Here is the agent log. Note my IP's have changed since this is a new environment. It appears that it's trying to connect to 10.81.168.96:9160, which is NOT the ec2 IP that's set in my settings of ec2-174-129-181-123.compute-1.amazonaws.com. Not sure where that's coming from, but it's not what is set on the opscenter server.

agent.log

https://gist.github.com/tnine/f509c120465eb80ade92

Sorry for the gist, but I've exceeded the character limit.

1
That configuration looks correct, so it may be a bug. Can you enable debug logging on the agent, restart and attach the log somewhere we can view? I wonder if the agent is still connecting to the local node instead of the dedicated/new cluster.mbulman
@mbulman Thanks for the reply. I took your advice and set an agent to log level debug. Note that b/c this is an ec2 ephemeral environment, my IP address have changed. Here is the log.tnine
Unfortunately, using a separate storage cluster is only supported when using DataStax Enterprise. Are you only using Apache Cassandra here?nickmbailey

1 Answers

0
votes

If you look though the logs of the opscenter instance you should see this:

exceptions.Exception: Storing data in a separate cluster is only supported when managing DSE clusters.

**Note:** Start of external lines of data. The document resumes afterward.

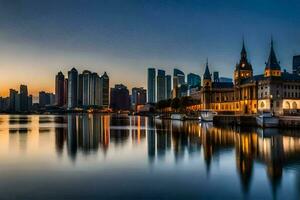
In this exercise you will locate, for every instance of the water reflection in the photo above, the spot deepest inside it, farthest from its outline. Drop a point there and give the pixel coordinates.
(86, 134)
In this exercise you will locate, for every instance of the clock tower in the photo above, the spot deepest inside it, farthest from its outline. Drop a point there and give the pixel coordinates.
(243, 69)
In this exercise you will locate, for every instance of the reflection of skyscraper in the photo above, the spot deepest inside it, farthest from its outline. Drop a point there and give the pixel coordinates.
(105, 132)
(72, 136)
(151, 139)
(151, 85)
(72, 88)
(59, 140)
(168, 86)
(161, 85)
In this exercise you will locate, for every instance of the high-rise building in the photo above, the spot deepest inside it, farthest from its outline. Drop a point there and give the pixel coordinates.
(86, 87)
(225, 80)
(59, 89)
(178, 79)
(80, 90)
(12, 100)
(18, 103)
(151, 85)
(296, 64)
(44, 98)
(183, 90)
(30, 102)
(168, 86)
(161, 85)
(72, 88)
(94, 90)
(138, 96)
(216, 76)
(180, 75)
(104, 90)
(66, 92)
(23, 98)
(193, 80)
(119, 98)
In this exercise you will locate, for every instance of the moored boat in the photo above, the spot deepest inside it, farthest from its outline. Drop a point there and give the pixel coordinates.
(267, 120)
(178, 117)
(207, 115)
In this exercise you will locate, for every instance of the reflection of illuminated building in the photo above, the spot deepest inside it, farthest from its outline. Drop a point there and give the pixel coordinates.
(151, 138)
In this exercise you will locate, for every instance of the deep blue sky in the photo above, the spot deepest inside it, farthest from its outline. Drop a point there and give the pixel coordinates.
(124, 37)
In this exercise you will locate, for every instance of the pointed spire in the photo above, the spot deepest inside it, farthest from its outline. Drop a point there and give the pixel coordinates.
(272, 63)
(207, 75)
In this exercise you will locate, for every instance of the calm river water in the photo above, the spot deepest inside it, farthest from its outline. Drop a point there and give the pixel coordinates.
(110, 157)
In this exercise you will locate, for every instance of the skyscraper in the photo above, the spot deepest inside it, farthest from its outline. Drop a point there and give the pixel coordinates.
(104, 90)
(66, 92)
(94, 90)
(119, 98)
(44, 98)
(138, 96)
(178, 79)
(12, 100)
(151, 86)
(161, 85)
(23, 98)
(216, 76)
(86, 87)
(296, 64)
(59, 89)
(193, 80)
(30, 102)
(168, 86)
(72, 88)
(80, 90)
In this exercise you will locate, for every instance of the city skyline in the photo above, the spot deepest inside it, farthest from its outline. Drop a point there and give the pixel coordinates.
(116, 37)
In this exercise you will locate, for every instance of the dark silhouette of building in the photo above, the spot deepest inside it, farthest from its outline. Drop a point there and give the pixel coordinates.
(119, 98)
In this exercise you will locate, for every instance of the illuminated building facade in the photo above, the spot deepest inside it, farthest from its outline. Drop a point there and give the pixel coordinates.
(275, 90)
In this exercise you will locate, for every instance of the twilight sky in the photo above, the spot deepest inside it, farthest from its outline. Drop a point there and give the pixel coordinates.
(38, 38)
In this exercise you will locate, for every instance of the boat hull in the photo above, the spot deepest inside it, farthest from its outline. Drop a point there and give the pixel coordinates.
(267, 122)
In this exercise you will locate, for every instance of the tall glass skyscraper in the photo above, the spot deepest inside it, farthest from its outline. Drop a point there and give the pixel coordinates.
(23, 98)
(193, 80)
(59, 89)
(178, 79)
(72, 88)
(151, 86)
(161, 85)
(104, 91)
(168, 86)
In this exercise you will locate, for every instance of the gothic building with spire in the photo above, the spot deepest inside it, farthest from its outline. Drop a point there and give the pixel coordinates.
(275, 90)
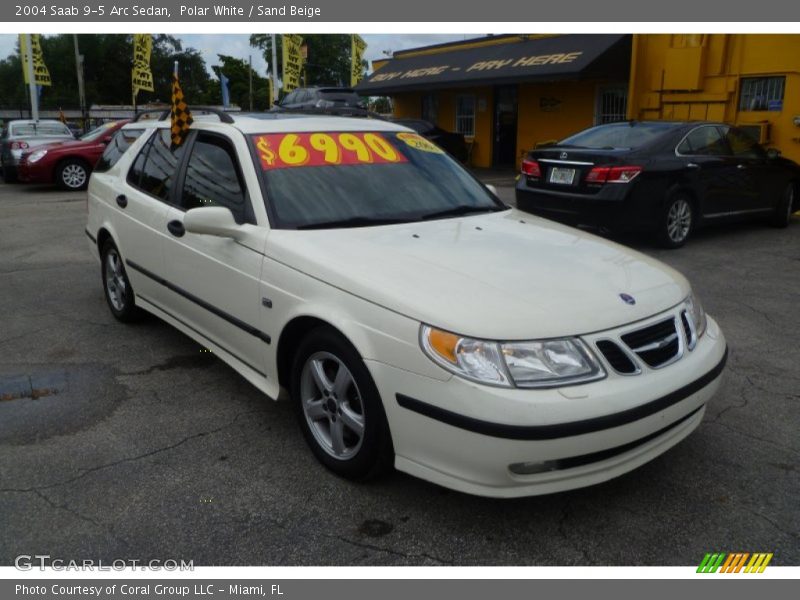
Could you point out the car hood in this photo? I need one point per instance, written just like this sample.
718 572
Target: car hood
504 275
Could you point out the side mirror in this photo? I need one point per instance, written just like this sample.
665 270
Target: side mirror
212 220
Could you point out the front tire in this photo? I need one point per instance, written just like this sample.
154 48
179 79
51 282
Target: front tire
116 286
785 208
676 222
72 175
339 408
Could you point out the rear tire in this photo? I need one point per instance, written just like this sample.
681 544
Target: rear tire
338 407
784 208
676 221
72 175
116 286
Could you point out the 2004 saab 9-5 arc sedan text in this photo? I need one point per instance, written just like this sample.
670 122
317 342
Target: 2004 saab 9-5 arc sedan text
412 318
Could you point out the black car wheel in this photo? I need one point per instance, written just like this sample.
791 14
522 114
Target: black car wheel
72 174
784 208
338 407
677 221
116 286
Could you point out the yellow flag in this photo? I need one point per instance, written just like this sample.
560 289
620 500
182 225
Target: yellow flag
292 62
141 75
180 114
357 47
41 76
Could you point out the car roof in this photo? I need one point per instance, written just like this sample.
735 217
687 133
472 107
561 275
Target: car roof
280 122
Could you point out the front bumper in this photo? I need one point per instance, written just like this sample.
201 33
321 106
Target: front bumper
34 173
466 436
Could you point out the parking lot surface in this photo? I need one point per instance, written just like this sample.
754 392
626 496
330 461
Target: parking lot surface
131 442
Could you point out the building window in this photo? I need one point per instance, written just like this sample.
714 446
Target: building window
612 104
762 93
465 115
430 105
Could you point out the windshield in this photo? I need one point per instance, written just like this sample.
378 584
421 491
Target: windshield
97 132
363 178
35 129
617 135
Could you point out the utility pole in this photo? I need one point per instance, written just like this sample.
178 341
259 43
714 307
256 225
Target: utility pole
250 77
81 89
274 71
31 80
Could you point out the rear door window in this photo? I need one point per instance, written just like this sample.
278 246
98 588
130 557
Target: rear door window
155 167
213 178
117 147
704 141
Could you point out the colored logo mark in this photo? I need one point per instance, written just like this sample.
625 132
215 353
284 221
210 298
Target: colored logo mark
735 562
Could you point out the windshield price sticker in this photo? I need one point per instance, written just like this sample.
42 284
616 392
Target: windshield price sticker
283 150
418 142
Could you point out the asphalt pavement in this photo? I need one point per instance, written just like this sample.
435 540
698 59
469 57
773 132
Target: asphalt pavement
129 442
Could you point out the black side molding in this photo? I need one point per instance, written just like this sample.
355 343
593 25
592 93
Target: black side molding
202 303
561 430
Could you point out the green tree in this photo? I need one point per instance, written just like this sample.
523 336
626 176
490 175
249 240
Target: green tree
238 72
328 61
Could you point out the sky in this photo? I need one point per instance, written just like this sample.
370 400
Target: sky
238 45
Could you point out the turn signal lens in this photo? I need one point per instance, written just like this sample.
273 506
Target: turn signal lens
531 168
444 344
624 174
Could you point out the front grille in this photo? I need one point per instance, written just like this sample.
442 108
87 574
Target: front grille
616 357
657 344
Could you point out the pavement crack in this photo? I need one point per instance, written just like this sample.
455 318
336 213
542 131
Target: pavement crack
390 551
89 471
71 511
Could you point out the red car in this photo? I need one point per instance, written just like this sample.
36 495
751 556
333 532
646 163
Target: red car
68 163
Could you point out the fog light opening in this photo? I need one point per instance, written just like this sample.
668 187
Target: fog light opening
532 468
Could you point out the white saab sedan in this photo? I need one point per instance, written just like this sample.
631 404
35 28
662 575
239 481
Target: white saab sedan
413 319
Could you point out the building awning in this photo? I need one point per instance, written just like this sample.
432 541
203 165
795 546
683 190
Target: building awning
542 59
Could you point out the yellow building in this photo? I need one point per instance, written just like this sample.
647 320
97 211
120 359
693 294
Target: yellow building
508 93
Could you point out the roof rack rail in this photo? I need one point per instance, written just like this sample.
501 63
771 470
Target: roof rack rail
224 116
139 114
339 111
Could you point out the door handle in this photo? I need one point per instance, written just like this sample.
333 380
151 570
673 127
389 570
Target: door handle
176 228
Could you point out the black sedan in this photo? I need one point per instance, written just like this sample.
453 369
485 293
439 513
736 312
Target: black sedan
658 176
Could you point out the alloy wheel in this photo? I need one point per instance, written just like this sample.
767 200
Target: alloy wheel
679 220
332 405
115 280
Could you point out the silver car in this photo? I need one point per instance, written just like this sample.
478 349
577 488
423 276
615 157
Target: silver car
22 135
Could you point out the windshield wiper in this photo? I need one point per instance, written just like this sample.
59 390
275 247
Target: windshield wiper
457 211
352 222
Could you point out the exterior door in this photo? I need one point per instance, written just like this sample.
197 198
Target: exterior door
505 126
722 186
214 281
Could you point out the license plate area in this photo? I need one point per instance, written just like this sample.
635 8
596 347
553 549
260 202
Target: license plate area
562 176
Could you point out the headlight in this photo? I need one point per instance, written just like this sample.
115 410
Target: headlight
545 363
696 313
36 156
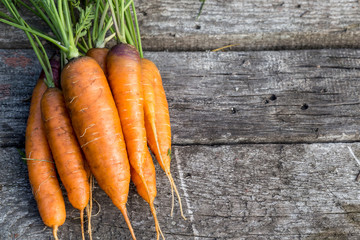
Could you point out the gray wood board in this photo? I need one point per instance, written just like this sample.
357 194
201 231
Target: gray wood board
251 25
227 98
297 191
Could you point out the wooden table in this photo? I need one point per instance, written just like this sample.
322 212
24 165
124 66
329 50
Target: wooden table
260 138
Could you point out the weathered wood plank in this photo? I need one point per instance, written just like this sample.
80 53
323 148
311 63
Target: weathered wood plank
298 191
227 98
252 25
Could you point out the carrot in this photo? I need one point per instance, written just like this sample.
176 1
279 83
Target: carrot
66 151
99 54
97 126
42 174
124 71
157 121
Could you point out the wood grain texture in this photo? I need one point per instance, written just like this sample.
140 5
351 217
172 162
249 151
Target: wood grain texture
251 25
299 191
227 98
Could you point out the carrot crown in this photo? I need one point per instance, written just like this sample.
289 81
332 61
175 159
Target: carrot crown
125 23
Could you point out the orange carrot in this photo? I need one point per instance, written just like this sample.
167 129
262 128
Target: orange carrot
124 69
66 151
97 126
42 174
157 121
99 54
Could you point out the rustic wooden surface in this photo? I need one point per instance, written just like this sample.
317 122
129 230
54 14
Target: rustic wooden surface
228 98
260 137
250 24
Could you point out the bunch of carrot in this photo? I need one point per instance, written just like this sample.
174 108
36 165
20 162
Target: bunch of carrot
110 108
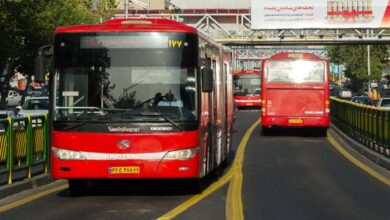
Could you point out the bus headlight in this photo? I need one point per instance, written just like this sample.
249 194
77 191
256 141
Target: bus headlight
63 154
184 154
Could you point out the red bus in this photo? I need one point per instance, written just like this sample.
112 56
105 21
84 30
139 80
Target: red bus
247 88
295 91
140 98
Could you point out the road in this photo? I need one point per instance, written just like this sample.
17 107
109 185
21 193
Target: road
288 175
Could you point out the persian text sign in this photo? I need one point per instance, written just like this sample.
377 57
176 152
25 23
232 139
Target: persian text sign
299 14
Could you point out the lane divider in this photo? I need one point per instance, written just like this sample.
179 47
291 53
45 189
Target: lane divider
234 208
358 163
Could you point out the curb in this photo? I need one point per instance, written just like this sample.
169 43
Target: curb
26 184
370 154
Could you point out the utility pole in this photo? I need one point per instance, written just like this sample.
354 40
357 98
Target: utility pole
368 67
126 9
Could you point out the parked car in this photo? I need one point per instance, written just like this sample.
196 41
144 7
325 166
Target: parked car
384 103
345 93
13 98
362 100
34 106
6 113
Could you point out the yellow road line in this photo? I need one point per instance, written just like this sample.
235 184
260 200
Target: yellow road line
195 199
31 198
358 163
234 208
235 191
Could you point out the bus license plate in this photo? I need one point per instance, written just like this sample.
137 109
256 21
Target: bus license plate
124 170
295 121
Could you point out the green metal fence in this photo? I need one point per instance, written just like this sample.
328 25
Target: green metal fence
23 145
368 125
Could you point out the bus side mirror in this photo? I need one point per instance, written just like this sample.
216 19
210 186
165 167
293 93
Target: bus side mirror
207 80
43 62
39 69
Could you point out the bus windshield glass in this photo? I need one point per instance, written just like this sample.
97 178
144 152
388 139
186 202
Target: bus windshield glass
295 71
126 77
248 84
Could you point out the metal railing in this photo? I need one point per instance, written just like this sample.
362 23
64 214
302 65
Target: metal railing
368 125
23 145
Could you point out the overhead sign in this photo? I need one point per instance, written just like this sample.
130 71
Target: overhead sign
299 14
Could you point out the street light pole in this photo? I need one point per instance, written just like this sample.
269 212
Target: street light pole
368 67
126 9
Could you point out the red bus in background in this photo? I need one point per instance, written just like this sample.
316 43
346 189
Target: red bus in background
247 88
138 99
295 92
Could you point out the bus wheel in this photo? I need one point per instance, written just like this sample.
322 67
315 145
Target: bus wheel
196 185
265 131
78 186
322 132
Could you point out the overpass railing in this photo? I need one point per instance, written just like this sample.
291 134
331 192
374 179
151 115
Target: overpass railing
23 147
368 125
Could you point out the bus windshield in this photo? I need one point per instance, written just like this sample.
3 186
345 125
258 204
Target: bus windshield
126 77
295 71
248 84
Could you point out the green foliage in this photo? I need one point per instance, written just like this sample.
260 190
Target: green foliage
30 24
355 60
26 25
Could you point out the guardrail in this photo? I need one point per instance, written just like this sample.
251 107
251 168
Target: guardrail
23 146
368 125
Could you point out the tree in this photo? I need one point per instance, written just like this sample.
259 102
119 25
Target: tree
28 24
354 58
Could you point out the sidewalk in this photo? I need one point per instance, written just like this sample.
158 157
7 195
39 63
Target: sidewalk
26 184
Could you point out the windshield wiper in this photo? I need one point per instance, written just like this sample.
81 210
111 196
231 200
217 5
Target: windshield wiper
157 113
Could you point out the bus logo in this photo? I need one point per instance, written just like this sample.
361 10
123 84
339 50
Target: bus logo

Though in the OpsCenter docs it has this:

[storage_cassandra] seed_hosts Used when using a different cluster for OpsCenter storage. A Cassandra seed node is used to determine the ring topology and obtain gossip information about the nodes in the cluster. This should be the same comma-delimited list of seed nodes as the one configured for your Cassandra or DataStax Enterprise cluster by the seeds property in the cassandra.yaml configuration file.

So you would think it's possible but apparently it's not.